Professor Jennifer Doudna earned her Ph.D. in 1989 under Professor Jack Szostak in Biological Chemistry and Molecular Pharmacology at Harvard Medical School. Dr. Doudna’s awards include the National Academy of Sciences Award for Initiatives in Research, the Alan T. Waterman Award from the National Science Foundation, and the Eli Lilly Award in Biological Chemistry from the American Chemical Society. Professor Doudna is an Investigator of the Howard Hughes Medical Institute, an elected Fellow of the American Association for the Advancement of Science, a Member of the American Academy of Arts and Sciences, and was elected to the National Academy of Sciences in 2003.

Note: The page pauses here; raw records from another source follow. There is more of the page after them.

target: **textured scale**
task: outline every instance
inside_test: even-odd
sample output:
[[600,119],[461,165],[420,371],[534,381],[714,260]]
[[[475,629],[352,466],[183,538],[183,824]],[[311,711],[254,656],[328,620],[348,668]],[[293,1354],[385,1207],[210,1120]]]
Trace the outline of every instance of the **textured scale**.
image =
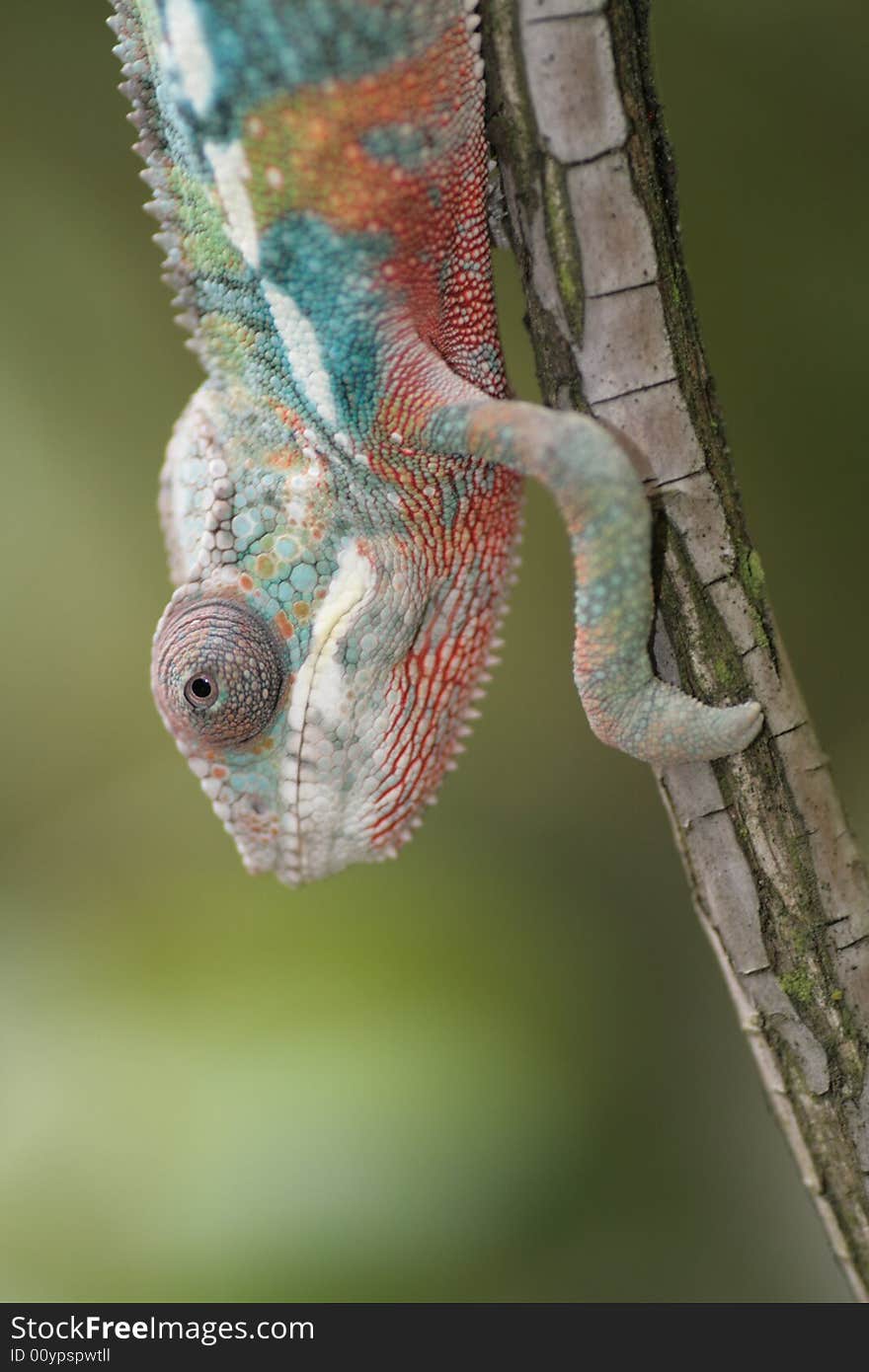
[[604,741],[761,727],[652,676],[623,442],[507,399],[479,16],[463,0],[117,0],[166,274],[206,380],[169,443],[158,708],[251,871],[397,852],[472,716],[523,475],[564,516]]

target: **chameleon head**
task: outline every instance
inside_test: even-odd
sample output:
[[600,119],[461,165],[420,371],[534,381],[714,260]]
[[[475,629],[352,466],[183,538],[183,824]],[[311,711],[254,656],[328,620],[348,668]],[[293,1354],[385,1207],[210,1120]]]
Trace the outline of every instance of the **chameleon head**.
[[516,523],[496,486],[502,534],[479,539],[456,502],[426,556],[393,486],[369,476],[367,504],[342,504],[312,442],[206,387],[161,494],[180,584],[157,705],[246,867],[288,885],[393,856],[420,823],[467,733]]

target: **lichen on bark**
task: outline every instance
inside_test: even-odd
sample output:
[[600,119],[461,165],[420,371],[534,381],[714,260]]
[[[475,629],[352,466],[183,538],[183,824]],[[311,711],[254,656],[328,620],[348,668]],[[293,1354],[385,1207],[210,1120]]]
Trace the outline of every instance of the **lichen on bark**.
[[[616,423],[648,454],[659,671],[765,708],[748,752],[658,781],[776,1115],[869,1299],[869,884],[748,535],[681,251],[648,11],[485,0],[489,137],[544,399]],[[601,206],[618,220],[610,258]]]

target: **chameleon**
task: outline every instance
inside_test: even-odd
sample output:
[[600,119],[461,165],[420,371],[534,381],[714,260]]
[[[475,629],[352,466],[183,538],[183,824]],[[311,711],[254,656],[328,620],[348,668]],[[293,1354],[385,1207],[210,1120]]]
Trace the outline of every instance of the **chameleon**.
[[114,11],[206,377],[161,475],[152,690],[244,866],[295,886],[419,827],[490,678],[524,477],[567,528],[594,734],[658,766],[745,748],[755,701],[652,671],[629,442],[509,395],[474,0]]

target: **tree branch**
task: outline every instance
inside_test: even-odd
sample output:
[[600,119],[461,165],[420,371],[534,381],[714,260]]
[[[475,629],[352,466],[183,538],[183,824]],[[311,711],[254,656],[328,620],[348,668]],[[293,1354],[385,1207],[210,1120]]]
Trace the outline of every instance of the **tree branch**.
[[660,675],[754,696],[741,756],[658,778],[773,1110],[869,1299],[869,884],[743,517],[680,246],[648,0],[486,0],[489,134],[548,403],[648,456]]

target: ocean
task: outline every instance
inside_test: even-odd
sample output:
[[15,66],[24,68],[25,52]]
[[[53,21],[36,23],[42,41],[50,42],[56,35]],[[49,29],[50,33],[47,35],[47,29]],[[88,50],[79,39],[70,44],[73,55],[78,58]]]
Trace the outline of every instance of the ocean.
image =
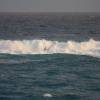
[[100,13],[0,13],[0,100],[100,100]]

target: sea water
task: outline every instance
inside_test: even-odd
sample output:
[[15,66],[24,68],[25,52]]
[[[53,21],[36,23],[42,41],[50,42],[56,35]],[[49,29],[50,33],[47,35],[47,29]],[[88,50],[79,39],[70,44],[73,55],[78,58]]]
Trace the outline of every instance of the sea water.
[[100,14],[0,13],[0,100],[100,100]]

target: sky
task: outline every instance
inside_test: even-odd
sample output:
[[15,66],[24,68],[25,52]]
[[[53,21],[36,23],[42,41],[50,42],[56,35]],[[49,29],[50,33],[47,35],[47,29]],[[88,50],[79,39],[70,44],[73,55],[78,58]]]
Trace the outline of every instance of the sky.
[[0,12],[100,12],[100,0],[0,0]]

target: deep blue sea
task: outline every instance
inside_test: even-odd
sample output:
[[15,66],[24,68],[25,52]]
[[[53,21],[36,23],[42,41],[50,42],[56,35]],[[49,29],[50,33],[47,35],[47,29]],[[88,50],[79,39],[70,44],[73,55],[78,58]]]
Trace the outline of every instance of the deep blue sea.
[[100,100],[100,13],[0,13],[0,100]]

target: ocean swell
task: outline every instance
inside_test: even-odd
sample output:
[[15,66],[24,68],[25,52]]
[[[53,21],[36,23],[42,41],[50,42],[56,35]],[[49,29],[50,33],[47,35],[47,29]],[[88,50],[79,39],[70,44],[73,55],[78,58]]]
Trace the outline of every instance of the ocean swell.
[[100,41],[85,42],[49,40],[0,40],[0,53],[8,54],[52,54],[70,53],[100,56]]

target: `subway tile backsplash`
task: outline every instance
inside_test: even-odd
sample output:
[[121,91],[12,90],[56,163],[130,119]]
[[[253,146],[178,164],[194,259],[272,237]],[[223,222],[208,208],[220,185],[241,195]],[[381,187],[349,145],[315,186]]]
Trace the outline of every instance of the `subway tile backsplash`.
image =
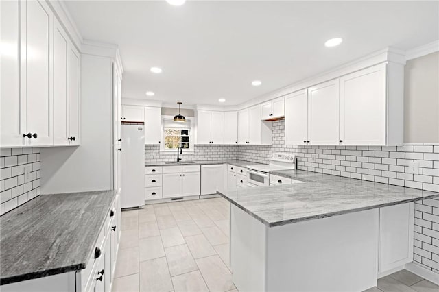
[[[30,167],[25,178],[25,167]],[[40,195],[40,149],[0,149],[0,215]]]

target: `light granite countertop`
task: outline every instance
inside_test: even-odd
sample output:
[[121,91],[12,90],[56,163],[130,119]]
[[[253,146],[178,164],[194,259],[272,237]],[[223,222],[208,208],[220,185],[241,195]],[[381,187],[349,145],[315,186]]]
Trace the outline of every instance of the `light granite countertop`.
[[439,197],[428,191],[305,171],[270,173],[305,183],[217,193],[268,227]]
[[145,162],[145,167],[165,167],[171,165],[220,165],[223,163],[227,163],[233,165],[236,167],[247,167],[248,165],[260,165],[262,163],[252,162],[250,161],[240,160],[200,160],[195,161],[192,162],[185,162],[185,161],[180,161],[178,164],[167,164],[165,162]]
[[84,269],[115,195],[41,195],[0,216],[0,284]]

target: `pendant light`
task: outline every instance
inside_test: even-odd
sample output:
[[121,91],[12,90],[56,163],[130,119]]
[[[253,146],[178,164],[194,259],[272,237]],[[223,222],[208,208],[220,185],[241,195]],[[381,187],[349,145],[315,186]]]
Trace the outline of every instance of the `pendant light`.
[[174,121],[177,121],[180,123],[185,123],[186,121],[186,118],[184,116],[182,116],[180,113],[180,106],[182,104],[181,101],[178,101],[178,114],[174,117]]

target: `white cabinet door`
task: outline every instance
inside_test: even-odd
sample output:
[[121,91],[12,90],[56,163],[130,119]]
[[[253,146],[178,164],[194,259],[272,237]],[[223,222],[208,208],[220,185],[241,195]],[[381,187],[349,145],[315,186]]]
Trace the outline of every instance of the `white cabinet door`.
[[236,190],[236,173],[227,171],[227,189]]
[[123,121],[143,122],[145,121],[145,109],[143,106],[123,106]]
[[[25,62],[27,77],[27,132],[37,138],[27,139],[32,146],[52,145],[52,29],[54,14],[43,1],[27,1],[21,6],[22,17],[26,19],[27,49]],[[25,11],[26,10],[26,11]]]
[[261,105],[248,109],[248,143],[261,144]]
[[338,79],[308,89],[308,136],[311,145],[340,144],[339,101]]
[[197,112],[197,144],[210,144],[211,140],[211,111]]
[[145,144],[160,144],[162,136],[161,108],[145,107]]
[[211,141],[212,144],[224,143],[224,113],[211,112]]
[[[23,4],[22,4],[23,5]],[[20,95],[19,1],[0,1],[0,146],[23,146],[27,138],[25,86]],[[23,22],[24,23],[24,22]],[[23,37],[24,38],[24,37]],[[25,50],[21,48],[22,52]],[[25,62],[23,63],[25,64]],[[23,73],[23,72],[22,72]],[[22,80],[25,75],[21,74]],[[25,81],[25,80],[24,80]]]
[[182,173],[163,173],[162,178],[162,195],[165,197],[182,196]]
[[224,112],[224,144],[238,143],[238,112]]
[[67,94],[69,145],[80,145],[80,92],[81,55],[71,42],[67,51]]
[[414,208],[414,203],[380,208],[379,273],[413,260]]
[[248,144],[248,109],[238,112],[238,144]]
[[285,144],[306,145],[308,140],[307,90],[285,97]]
[[183,173],[182,195],[198,195],[200,194],[201,175],[200,172]]
[[386,64],[340,78],[342,145],[385,145]]
[[278,118],[285,116],[285,97],[279,97],[272,101],[272,118]]
[[265,104],[262,104],[261,105],[262,117],[261,117],[263,120],[270,119],[272,117],[272,104],[271,101],[265,102]]
[[56,19],[54,21],[54,145],[68,145],[67,93],[68,37]]

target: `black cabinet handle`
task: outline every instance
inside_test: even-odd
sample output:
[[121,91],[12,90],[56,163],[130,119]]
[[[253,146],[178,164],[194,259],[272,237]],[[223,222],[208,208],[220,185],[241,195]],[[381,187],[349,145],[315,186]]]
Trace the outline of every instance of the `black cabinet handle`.
[[95,249],[95,258],[97,258],[101,256],[101,249],[96,247]]

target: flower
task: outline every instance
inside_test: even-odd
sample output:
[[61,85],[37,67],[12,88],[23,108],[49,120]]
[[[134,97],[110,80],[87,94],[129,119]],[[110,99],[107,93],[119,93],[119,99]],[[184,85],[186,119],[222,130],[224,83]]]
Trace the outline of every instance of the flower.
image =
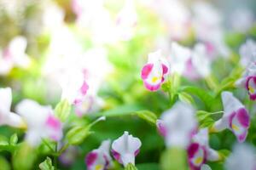
[[12,90],[10,88],[0,88],[0,125],[9,125],[15,128],[26,128],[22,118],[11,112]]
[[146,88],[150,91],[158,90],[165,81],[168,70],[160,50],[149,54],[148,63],[143,66],[141,74]]
[[73,105],[81,103],[89,88],[84,79],[83,72],[76,70],[63,74],[59,82],[62,88],[61,99]]
[[245,106],[233,96],[230,92],[221,94],[224,106],[224,116],[217,121],[212,130],[219,132],[225,128],[230,129],[239,142],[243,142],[247,135],[250,125],[250,116]]
[[172,65],[172,74],[177,73],[178,75],[183,75],[190,57],[191,51],[189,48],[181,46],[177,42],[172,42],[169,58]]
[[240,63],[242,66],[247,67],[252,63],[256,62],[256,42],[247,39],[239,48],[241,56]]
[[250,99],[256,99],[256,64],[251,64],[243,76],[236,82],[237,87],[245,88],[250,96]]
[[207,56],[207,47],[197,43],[191,52],[186,65],[184,76],[191,79],[206,78],[211,74],[211,60]]
[[249,144],[236,144],[233,153],[226,159],[225,167],[227,170],[255,170],[255,150]]
[[26,68],[29,65],[30,59],[25,54],[26,44],[26,39],[21,36],[10,41],[0,55],[0,74],[8,74],[14,66]]
[[185,149],[197,127],[195,110],[188,104],[177,102],[162,114],[156,125],[164,135],[167,147]]
[[207,161],[220,159],[219,154],[209,146],[207,128],[200,129],[192,140],[188,148],[189,162],[192,169],[200,169]]
[[17,105],[16,112],[27,124],[26,139],[31,145],[38,145],[44,138],[55,141],[61,139],[61,123],[53,115],[50,106],[43,106],[36,101],[24,99]]
[[60,162],[67,166],[71,166],[77,158],[79,150],[75,146],[69,146],[59,157]]
[[112,144],[112,153],[113,157],[126,167],[129,163],[135,164],[135,156],[139,153],[142,142],[125,132],[124,134],[114,140]]
[[101,146],[90,151],[85,158],[88,170],[104,170],[110,167],[110,140],[104,140]]
[[130,40],[133,37],[137,20],[134,0],[125,0],[125,6],[119,13],[116,20],[117,31],[121,40]]

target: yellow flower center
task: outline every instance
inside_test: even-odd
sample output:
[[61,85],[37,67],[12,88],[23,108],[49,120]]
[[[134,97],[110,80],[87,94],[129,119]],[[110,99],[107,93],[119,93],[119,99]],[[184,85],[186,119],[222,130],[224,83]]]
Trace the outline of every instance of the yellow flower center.
[[249,88],[250,94],[254,94],[255,92],[254,88],[252,86],[249,86],[248,88]]
[[202,161],[203,161],[203,158],[200,156],[195,160],[195,163],[198,165],[198,164],[201,164],[202,162]]
[[154,76],[153,78],[152,78],[152,82],[155,82],[156,81],[158,81],[159,80],[159,77],[157,77],[157,76]]
[[232,128],[235,130],[235,131],[239,131],[239,127],[235,125],[235,124],[232,124]]

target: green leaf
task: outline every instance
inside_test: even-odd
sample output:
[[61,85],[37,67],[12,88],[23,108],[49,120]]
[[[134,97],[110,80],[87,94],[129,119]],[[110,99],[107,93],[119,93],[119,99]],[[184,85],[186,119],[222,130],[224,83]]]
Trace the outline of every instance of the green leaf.
[[148,110],[141,110],[136,111],[135,114],[138,116],[140,118],[147,121],[150,124],[155,125],[157,116],[154,113],[148,111]]
[[52,162],[49,157],[46,157],[46,160],[39,164],[41,170],[55,170],[55,167],[52,166]]
[[189,104],[189,105],[193,105],[195,104],[195,101],[193,99],[193,97],[189,94],[188,93],[186,92],[181,92],[178,94],[178,99],[184,102],[184,103],[187,103],[187,104]]
[[13,167],[15,170],[32,169],[37,155],[34,149],[27,143],[19,145],[17,150],[13,155]]
[[55,116],[64,122],[68,117],[71,111],[71,105],[67,101],[67,99],[61,100],[57,104],[55,109]]
[[136,167],[138,170],[160,170],[158,163],[141,163],[136,164]]
[[125,170],[137,170],[137,168],[132,163],[128,163],[125,167]]
[[15,145],[18,142],[18,136],[16,133],[14,133],[9,139],[9,144],[11,145]]
[[11,169],[10,165],[9,164],[8,161],[3,156],[0,156],[0,165],[1,165],[1,167],[0,167],[1,170],[10,170]]
[[187,153],[181,148],[170,148],[162,154],[160,158],[162,170],[188,170]]
[[89,127],[75,126],[67,132],[66,138],[70,144],[77,145],[91,133]]
[[191,87],[191,86],[183,87],[181,91],[186,92],[188,94],[198,97],[204,103],[207,110],[212,110],[214,105],[216,105],[218,102],[213,98],[213,96],[209,94],[206,90],[200,88]]

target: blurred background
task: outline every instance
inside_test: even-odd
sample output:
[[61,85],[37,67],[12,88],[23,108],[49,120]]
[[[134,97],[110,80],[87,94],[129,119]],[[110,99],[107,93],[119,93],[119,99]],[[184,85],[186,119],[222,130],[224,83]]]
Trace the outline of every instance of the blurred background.
[[[12,88],[13,107],[26,98],[55,107],[61,94],[59,77],[67,70],[83,69],[88,99],[80,115],[73,110],[66,128],[104,111],[113,116],[96,125],[95,133],[81,145],[71,148],[67,156],[71,163],[60,160],[60,168],[84,169],[90,150],[126,130],[143,143],[138,169],[159,169],[165,145],[155,127],[125,115],[148,110],[160,116],[170,107],[164,93],[143,87],[140,71],[148,54],[161,49],[167,56],[173,41],[191,48],[198,42],[209,44],[212,72],[220,81],[237,61],[240,45],[256,38],[255,8],[254,0],[0,0],[0,87]],[[229,62],[223,62],[227,58]],[[184,76],[183,82],[207,88],[201,79]],[[198,102],[197,109],[205,109]],[[14,133],[21,140],[22,131],[0,128],[0,138]],[[256,142],[256,136],[248,140]],[[226,132],[211,136],[216,150],[230,150],[234,141]],[[11,162],[9,153],[0,155]],[[38,158],[35,169],[44,159]],[[219,163],[212,167],[223,168]]]

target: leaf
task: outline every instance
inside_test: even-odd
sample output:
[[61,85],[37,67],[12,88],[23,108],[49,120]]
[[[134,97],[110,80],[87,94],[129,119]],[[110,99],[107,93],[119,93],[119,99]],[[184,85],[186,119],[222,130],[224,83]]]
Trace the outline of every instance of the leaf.
[[148,110],[141,110],[136,111],[135,114],[138,116],[140,118],[147,121],[150,124],[155,125],[157,116],[154,113],[148,111]]
[[55,170],[55,167],[52,166],[52,162],[49,157],[46,157],[45,161],[39,164],[41,170]]
[[14,133],[9,139],[9,144],[11,145],[15,145],[18,142],[18,136],[16,133]]
[[55,116],[64,122],[68,117],[71,111],[71,105],[67,99],[61,100],[55,108]]
[[218,100],[215,99],[213,96],[209,94],[209,93],[207,93],[206,90],[200,88],[188,86],[188,87],[183,87],[181,89],[181,91],[186,92],[188,94],[198,97],[204,103],[207,110],[213,110],[215,105],[218,103]]
[[170,148],[161,156],[162,170],[188,170],[186,150],[180,148]]
[[13,156],[13,167],[15,170],[32,169],[37,155],[34,149],[27,143],[22,143]]
[[178,99],[184,102],[184,103],[187,103],[187,104],[189,104],[189,105],[193,105],[195,104],[195,101],[193,99],[193,97],[189,94],[188,93],[186,92],[181,92],[178,94]]
[[90,128],[75,126],[67,133],[66,138],[70,144],[76,145],[81,144],[90,134]]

The Ada Doisy Memorial Lectures in Biochemistry, among the most distinguished lectureships in the chemical and biomedical sciences, were originally founded by Nobel Laureate Edward Doisy in honor of his mother. Dr. Doisy received his Bachelor's degree in 1914 and his Master's degree in 1916 from the University of Illinois; he received his Ph.D. from Harvard University in 1920. Dr. Doisy was professor and chairman of the St. Louis University Department of Biochemistry from 1924 until his retirement in 1965.

The lectures are free and open to the public.